Fallen Israeli business magnate Dankner gets two-year jail sentence

Tel Aviv court sentences the former chairman of the troubled conglomerate IDB Holdings of illegally manipulating the value of his company's stock in 2012.

Nochi Dankner (photo credit: REUTERS)
Nochi Dankner
(photo credit: REUTERS)
Former chairman and controlling shareholder of IDB Holding Corp.
Nochi Dankner was sentenced by a Tel Aviv District Court judge on Monday to a two-year prison term and a NIS 800,000 fine, along with a suspended sentence of a further year.
His accomplice, Itay Strum, received one year in prison and a NIS 500,000 fine. IDB and Strum’s ISP Trading Group were fined NIS 250,000 and 150,000, respectively.
“Today, the court accepted our position that whoever acts fraudulently and damages the integrity of the financial-market system deserves an active prison term. The severe conviction and subsequent prison sentence help keep the integrity, lawfulness and transparency of our financial market,” attorney Hana Korin of the Tel Aviv District Attorney’s Office Securities Department said after the sentencing.
Dankner and Strum were convicted in July 2016 on several counts of securities fraud and one count of money laundering, including fraudulent stock manipulation, failure to issue reports and illegal use of assets under money-laundering laws.
Following a series of bad business deals by Dankner, IDB – then a public entity – took millions of dollars worth of losses. In an attempt to save his control of the company, Dankner got Strum, stockbroker Adi Sheleg and other wealthy colleagues to buy and sell IDB stock at inflated prices as part of a public offering in February 2012 intended to raise capital for the company. Sturm himself received NIS 8 million from Dankner for the fraud.

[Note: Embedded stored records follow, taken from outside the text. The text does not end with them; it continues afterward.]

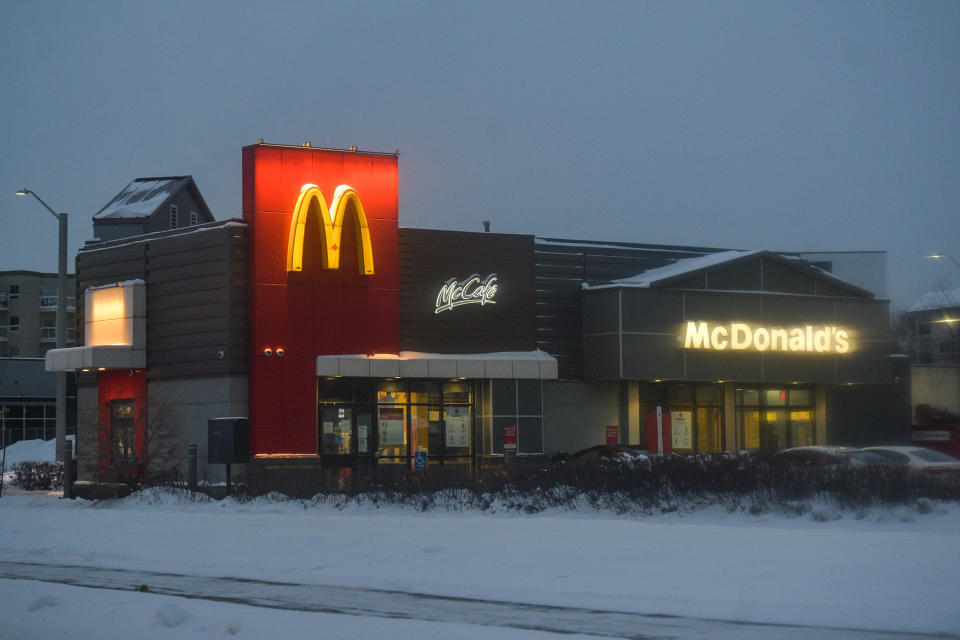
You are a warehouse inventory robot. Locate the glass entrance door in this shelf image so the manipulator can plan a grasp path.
[320,405,353,456]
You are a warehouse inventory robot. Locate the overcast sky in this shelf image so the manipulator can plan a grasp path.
[0,0,960,306]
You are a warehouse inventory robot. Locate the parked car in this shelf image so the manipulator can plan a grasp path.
[863,446,960,475]
[554,444,650,468]
[770,446,887,467]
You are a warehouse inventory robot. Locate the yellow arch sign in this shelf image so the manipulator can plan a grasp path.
[287,184,373,276]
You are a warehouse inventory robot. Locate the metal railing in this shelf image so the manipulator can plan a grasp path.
[40,295,77,311]
[40,327,77,342]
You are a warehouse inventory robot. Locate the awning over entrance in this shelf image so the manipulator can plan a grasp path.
[46,345,147,371]
[317,351,557,380]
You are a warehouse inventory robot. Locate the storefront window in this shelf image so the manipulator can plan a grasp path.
[320,406,353,455]
[736,387,816,453]
[377,404,407,462]
[318,378,474,464]
[483,380,543,454]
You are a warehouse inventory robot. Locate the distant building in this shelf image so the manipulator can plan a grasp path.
[0,358,77,445]
[907,289,960,425]
[0,271,77,358]
[93,176,213,240]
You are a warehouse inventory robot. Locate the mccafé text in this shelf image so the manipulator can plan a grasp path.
[434,273,499,313]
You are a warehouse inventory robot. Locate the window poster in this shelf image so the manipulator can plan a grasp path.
[380,407,405,447]
[447,407,470,448]
[357,424,367,453]
[670,411,693,449]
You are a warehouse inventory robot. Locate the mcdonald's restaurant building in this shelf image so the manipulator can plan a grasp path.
[47,143,909,479]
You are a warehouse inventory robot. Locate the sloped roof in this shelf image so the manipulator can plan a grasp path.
[908,289,960,312]
[93,175,213,220]
[583,249,874,298]
[613,250,764,287]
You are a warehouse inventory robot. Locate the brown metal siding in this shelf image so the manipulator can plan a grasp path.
[400,229,537,353]
[77,222,248,378]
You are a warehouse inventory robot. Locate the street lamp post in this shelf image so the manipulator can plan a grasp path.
[17,188,69,466]
[927,253,960,269]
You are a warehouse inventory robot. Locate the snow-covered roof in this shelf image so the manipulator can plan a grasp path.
[909,289,960,312]
[93,176,190,220]
[596,249,763,287]
[583,249,872,297]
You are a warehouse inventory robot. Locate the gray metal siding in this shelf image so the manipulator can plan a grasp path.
[534,238,722,380]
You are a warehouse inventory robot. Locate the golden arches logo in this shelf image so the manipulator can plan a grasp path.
[287,184,373,276]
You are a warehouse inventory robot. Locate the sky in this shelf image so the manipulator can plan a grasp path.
[0,0,960,308]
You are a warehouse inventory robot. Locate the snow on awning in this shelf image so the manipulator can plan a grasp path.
[317,350,557,380]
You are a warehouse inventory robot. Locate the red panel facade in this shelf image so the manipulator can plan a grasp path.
[243,145,399,454]
[97,369,147,471]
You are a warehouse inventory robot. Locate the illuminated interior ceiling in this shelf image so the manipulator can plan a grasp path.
[287,184,373,275]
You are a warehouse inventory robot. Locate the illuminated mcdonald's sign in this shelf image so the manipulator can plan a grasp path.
[287,184,373,276]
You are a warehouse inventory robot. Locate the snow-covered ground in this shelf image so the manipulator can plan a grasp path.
[0,438,960,638]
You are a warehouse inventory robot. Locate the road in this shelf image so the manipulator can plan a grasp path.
[0,561,944,640]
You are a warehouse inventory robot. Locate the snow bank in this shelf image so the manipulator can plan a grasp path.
[0,440,57,471]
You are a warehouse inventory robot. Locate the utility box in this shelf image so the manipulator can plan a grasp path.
[207,418,250,464]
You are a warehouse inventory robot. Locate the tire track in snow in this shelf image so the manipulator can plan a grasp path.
[0,561,944,640]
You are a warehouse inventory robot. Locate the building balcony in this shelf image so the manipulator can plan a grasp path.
[40,296,77,311]
[40,327,77,344]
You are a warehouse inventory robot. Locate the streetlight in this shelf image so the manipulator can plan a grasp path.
[17,187,69,466]
[927,253,960,269]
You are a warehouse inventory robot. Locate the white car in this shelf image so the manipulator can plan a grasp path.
[863,446,960,474]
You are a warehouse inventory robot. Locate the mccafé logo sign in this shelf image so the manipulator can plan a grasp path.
[287,184,373,276]
[434,273,499,313]
[679,321,851,354]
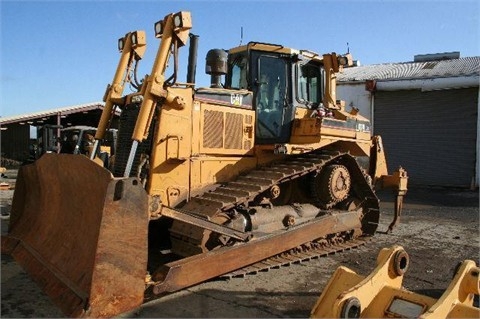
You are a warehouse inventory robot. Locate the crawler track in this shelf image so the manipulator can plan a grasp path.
[171,151,379,257]
[221,237,370,278]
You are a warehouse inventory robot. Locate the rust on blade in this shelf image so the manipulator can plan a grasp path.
[2,154,148,317]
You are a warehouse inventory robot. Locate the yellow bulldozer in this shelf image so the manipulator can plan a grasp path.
[2,12,408,317]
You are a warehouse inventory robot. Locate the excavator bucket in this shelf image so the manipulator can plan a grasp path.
[2,154,148,317]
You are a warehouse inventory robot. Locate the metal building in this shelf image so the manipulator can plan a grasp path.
[337,52,480,187]
[0,102,120,162]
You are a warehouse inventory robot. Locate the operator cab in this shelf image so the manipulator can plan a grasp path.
[225,42,324,144]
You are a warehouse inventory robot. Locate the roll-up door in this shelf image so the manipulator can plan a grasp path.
[374,88,478,187]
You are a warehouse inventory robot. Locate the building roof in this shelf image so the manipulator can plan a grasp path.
[0,102,120,125]
[337,56,480,82]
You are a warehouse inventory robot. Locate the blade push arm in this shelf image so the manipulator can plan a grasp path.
[124,11,192,177]
[90,31,146,159]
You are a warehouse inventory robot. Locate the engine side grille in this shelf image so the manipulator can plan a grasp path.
[203,110,224,148]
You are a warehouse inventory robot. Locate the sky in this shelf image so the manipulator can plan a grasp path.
[0,0,480,117]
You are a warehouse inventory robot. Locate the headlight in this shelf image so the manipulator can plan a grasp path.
[118,37,125,52]
[132,32,138,45]
[155,20,164,38]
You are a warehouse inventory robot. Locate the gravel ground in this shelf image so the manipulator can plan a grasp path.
[0,172,480,318]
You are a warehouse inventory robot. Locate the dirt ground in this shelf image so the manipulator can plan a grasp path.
[0,171,480,318]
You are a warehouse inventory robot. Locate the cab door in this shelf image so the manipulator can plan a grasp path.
[252,54,293,144]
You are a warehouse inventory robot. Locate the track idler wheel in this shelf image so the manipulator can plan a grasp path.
[310,164,352,208]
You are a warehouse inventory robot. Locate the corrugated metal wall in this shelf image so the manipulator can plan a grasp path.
[0,124,30,162]
[374,88,478,187]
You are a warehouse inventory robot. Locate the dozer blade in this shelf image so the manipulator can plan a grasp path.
[2,154,148,317]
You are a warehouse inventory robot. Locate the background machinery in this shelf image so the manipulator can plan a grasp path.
[2,12,407,317]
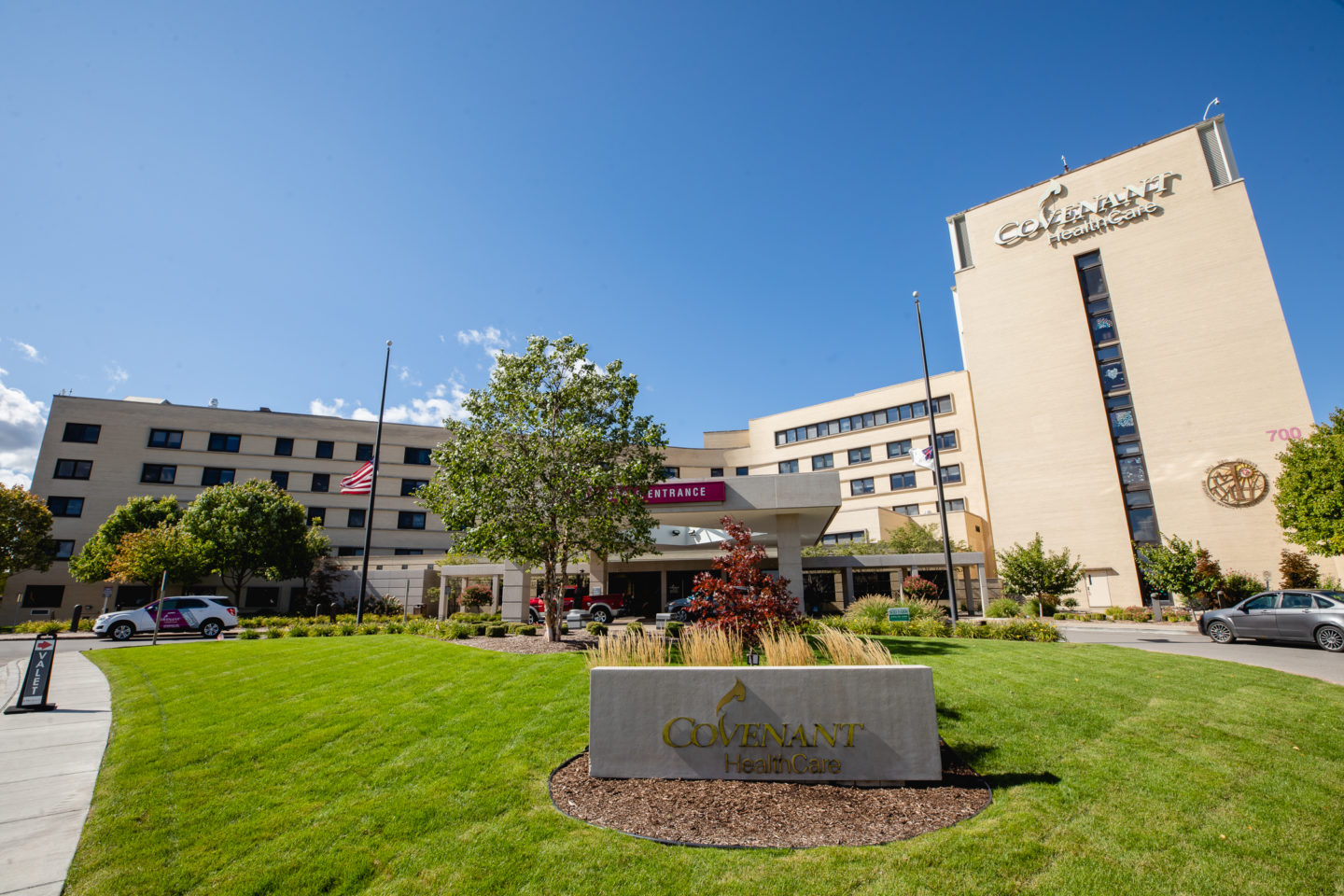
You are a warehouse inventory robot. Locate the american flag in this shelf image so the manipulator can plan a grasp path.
[340,461,373,495]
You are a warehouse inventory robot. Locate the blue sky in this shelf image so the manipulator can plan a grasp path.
[0,0,1344,483]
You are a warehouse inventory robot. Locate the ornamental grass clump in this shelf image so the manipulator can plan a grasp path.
[761,627,818,666]
[816,626,896,666]
[680,626,742,666]
[587,633,668,669]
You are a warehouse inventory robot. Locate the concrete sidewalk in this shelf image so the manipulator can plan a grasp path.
[0,647,112,896]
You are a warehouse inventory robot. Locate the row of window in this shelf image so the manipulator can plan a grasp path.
[779,431,957,473]
[62,423,431,469]
[849,464,961,497]
[1075,253,1158,541]
[774,395,952,444]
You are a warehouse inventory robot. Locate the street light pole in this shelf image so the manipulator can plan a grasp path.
[914,291,957,622]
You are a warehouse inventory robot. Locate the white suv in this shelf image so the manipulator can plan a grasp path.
[92,595,238,641]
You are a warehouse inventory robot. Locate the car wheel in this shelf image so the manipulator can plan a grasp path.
[1316,626,1344,652]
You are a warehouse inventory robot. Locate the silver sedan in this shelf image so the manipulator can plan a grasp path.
[1198,590,1344,652]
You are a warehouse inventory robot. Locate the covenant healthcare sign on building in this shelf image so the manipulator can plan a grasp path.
[589,666,942,783]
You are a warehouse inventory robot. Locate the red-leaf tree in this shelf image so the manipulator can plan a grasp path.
[691,516,798,645]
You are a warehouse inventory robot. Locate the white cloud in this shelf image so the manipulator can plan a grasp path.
[0,371,47,487]
[9,336,47,364]
[102,361,131,392]
[308,380,467,426]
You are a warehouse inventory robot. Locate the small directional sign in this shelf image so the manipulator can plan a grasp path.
[4,634,56,715]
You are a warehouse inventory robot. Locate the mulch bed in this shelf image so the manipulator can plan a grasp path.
[551,746,990,849]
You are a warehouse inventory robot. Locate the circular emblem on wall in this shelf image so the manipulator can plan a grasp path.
[1204,461,1268,508]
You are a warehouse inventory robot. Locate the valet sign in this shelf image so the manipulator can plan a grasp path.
[589,666,942,783]
[995,171,1180,247]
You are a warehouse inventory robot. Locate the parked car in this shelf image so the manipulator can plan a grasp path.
[1198,590,1344,652]
[92,595,238,641]
[529,586,629,624]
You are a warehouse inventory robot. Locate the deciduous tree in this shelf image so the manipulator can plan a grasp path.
[691,516,798,645]
[70,495,183,586]
[995,532,1084,611]
[107,521,210,587]
[419,336,666,639]
[1274,407,1344,556]
[0,485,56,584]
[183,480,314,606]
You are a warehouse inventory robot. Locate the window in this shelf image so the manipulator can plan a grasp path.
[61,423,102,444]
[47,495,83,516]
[147,430,181,449]
[19,584,63,609]
[821,532,868,544]
[205,432,244,453]
[244,584,280,609]
[51,458,92,480]
[201,466,234,485]
[140,464,177,485]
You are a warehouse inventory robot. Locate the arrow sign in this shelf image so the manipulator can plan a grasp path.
[4,634,56,715]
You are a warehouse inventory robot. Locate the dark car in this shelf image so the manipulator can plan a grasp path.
[1198,590,1344,652]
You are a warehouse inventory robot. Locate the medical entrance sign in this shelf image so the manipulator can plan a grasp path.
[589,666,942,785]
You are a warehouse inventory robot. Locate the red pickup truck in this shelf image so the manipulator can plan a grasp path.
[529,584,629,624]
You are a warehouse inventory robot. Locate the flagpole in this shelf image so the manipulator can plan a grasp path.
[916,291,957,622]
[355,340,392,623]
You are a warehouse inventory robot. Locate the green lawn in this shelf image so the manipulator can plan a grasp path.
[66,636,1344,896]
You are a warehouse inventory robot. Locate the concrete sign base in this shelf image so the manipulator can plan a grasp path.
[589,666,942,785]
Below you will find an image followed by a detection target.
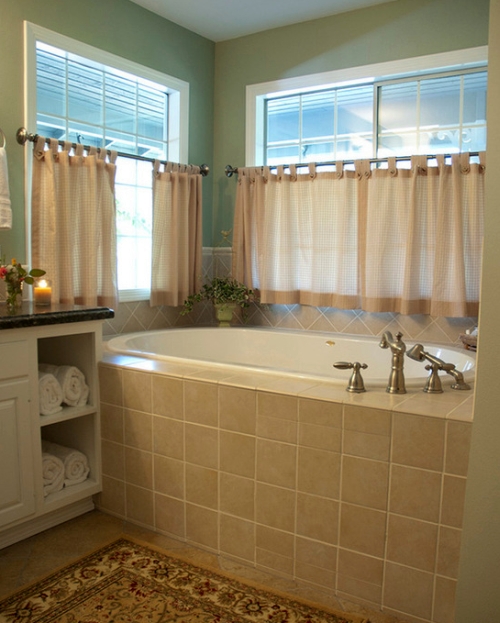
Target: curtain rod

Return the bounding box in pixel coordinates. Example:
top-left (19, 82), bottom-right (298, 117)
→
top-left (16, 128), bottom-right (210, 177)
top-left (224, 151), bottom-right (479, 177)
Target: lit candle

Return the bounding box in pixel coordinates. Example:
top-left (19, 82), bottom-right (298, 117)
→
top-left (35, 279), bottom-right (52, 305)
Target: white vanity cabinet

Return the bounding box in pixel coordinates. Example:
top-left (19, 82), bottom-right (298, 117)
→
top-left (0, 308), bottom-right (112, 548)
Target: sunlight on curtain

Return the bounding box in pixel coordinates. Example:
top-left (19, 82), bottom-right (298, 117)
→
top-left (32, 137), bottom-right (118, 307)
top-left (150, 161), bottom-right (202, 306)
top-left (232, 153), bottom-right (485, 317)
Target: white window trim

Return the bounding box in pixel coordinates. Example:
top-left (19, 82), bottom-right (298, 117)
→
top-left (24, 21), bottom-right (189, 302)
top-left (245, 46), bottom-right (488, 167)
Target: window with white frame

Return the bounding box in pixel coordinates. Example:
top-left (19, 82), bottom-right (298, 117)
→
top-left (246, 47), bottom-right (487, 166)
top-left (26, 24), bottom-right (189, 301)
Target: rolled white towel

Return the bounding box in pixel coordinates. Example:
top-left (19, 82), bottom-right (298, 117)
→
top-left (38, 363), bottom-right (90, 407)
top-left (38, 371), bottom-right (63, 415)
top-left (42, 439), bottom-right (90, 487)
top-left (42, 452), bottom-right (64, 497)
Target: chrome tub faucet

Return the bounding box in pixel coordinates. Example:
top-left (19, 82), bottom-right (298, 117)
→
top-left (379, 331), bottom-right (406, 394)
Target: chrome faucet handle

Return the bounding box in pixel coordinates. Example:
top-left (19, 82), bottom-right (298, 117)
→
top-left (424, 363), bottom-right (443, 394)
top-left (333, 361), bottom-right (368, 394)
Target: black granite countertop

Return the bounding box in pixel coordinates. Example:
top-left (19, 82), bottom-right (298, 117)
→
top-left (0, 301), bottom-right (115, 330)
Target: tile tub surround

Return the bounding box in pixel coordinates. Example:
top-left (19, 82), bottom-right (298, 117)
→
top-left (98, 355), bottom-right (472, 623)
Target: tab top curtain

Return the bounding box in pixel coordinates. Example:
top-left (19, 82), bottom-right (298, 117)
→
top-left (232, 153), bottom-right (485, 317)
top-left (150, 161), bottom-right (202, 306)
top-left (32, 137), bottom-right (118, 307)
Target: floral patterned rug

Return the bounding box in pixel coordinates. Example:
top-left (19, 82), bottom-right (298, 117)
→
top-left (0, 539), bottom-right (368, 623)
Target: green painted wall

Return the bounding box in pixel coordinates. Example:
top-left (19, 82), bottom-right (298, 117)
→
top-left (0, 0), bottom-right (215, 260)
top-left (213, 0), bottom-right (489, 240)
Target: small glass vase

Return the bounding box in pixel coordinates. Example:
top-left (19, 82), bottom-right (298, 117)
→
top-left (5, 281), bottom-right (23, 310)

Strum and accomplices intentionally bought stock at prices above what they knew it was worth to fool other traders into buying the company’s stock at inflated prices. This would artificially raise the stock’s price above what its worth and is considered by law as illegal stock manipulation.
The scheme succeeded in artificially raising NIS 321m. that likely could not have been raised legally. However, that amount was still not enough to save Dankner, and IDB collapsed regardless. By the time Dankner lost control in 2014, he was on his way to being criminally investigated as well. The accused took a further blow when Sheleg became a state’s witness and testified against his former accomplices, Dankner and Strum.
“The offenses were perpetrated by someone who was the best-known figure in the Israeli economy and capital market. These were sophisticated actions carried out over three days, involving sums in the tens of millions of shekels, and intended to serve a forbidden purpose,” Judge Khaled Khabub wrote in his sentencing.
Before his downfall in 2014, Dankner controlled an estimated NIS 400 billion of the public’s wealth through IDB Holdings, including control of or substantial shares in the country’s biggest supermarket chain, Shufersal, mobile operator Cellcom, Clal Insurance and Bank Hapoalim.
While the Tel Aviv District Attorney’s Office had asked for a three- to five-year prison sentence, Khabub said in his sentencing that he “deemed it appropriate to punish the accused within the lower levels of the appropriate punishment due to the personalities of the accused, their extraordinary philanthropic work and the damages and losses they inflicted on themselves by getting embroiled in this scheme.”
According to the sentencing document, Dankner received more than 60 letters and documents entered as evidence and that attested to his good character. These documents were sent to the judge by organizations including the World Jewish Congress and institutions such as Bar-Ilan University. The individuals who attested to Dankner’s character include top-tier generals in the IDF, politicians and rabbis.